- For the Fish:
- 1 ½ pounds monkfish fillets
- 2 tbsp. butter
- 3 tbsp. minced shallots or onions
- ¼ cup white wine
- Zest of 1 lime
- ½ cup heavy cream
- ¼ cup fresh lime juice
- 2 tbsp. plain yogurt
- For the Cranberries:
- ½ cup sugar
- ½ cup water
- 1 cup cranberries
- Preheat the oven to 375 degrees F.
- To make the fish: Cut the monkfish on the bias into ½ inch slices. Butter a high-sided oven-proof sauté pan. Place the monkfish in the pan. Sprinkle with the shallots or onions and white wine. Bake the fish for 5 to 7 minutes.
- Meanwhile, add water to a small saucepan and bring to boil over high heat. Blanch the lime zest for 1 to 2 minutes. Strain and reserve.

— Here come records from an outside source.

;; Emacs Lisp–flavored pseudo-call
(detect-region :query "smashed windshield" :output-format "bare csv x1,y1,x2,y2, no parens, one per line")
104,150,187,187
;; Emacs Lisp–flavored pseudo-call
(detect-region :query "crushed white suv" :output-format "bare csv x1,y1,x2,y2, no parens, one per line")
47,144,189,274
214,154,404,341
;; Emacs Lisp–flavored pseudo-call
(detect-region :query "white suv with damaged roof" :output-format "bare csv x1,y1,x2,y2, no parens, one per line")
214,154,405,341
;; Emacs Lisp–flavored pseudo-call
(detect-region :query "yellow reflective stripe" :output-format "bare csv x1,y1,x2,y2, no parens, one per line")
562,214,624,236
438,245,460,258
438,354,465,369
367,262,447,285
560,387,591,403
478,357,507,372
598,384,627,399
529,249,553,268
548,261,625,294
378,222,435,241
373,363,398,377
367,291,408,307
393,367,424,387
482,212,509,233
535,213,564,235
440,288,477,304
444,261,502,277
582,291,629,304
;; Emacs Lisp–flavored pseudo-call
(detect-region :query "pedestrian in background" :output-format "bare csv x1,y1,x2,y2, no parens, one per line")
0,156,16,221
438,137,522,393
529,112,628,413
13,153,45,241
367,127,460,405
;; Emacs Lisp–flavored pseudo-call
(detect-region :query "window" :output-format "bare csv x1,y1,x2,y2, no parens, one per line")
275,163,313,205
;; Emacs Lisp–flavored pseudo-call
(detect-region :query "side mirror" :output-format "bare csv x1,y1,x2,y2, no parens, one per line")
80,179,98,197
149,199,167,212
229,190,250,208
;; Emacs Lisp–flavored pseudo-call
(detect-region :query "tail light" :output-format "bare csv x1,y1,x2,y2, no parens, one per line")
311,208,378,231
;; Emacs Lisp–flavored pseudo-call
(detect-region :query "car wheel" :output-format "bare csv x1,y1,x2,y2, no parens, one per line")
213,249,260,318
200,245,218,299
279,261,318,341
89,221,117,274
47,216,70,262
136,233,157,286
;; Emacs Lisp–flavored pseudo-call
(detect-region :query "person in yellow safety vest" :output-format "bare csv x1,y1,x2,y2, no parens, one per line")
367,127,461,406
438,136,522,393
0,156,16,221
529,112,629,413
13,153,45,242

- To Make the Cranberries: In another small saucepan, combine the sugar and water. Bring to a boil over high heat and cook for 5 to 7 minutes, until syrupy in consistency. Remove from heat and stir in the cranberries; let sit for 5 minutes, or until cranberries are tender.
- When the fish is fully cooked, remove the pan from the oven. Transfer the fish to a platter, and cover to keep warm.
- Return the pan with cooking liquid to the top of the stove. Over high heat bring the liquid in the pot to a boil and allow the liquid to reduce by a quarter, or until it is syrupy in consistency, 5 to 7 minutes. Stir the cream into the cooking liquid and allow the sauce to reduce until it coats the back of a spoon. Remove the sauce from heat and stir in the lime juice and yogurt. Adjust seasoning with salt and pepper.
- To Serve; Spoon the sauce over the fish and garnish with the blanched lime zest and candied cranberries.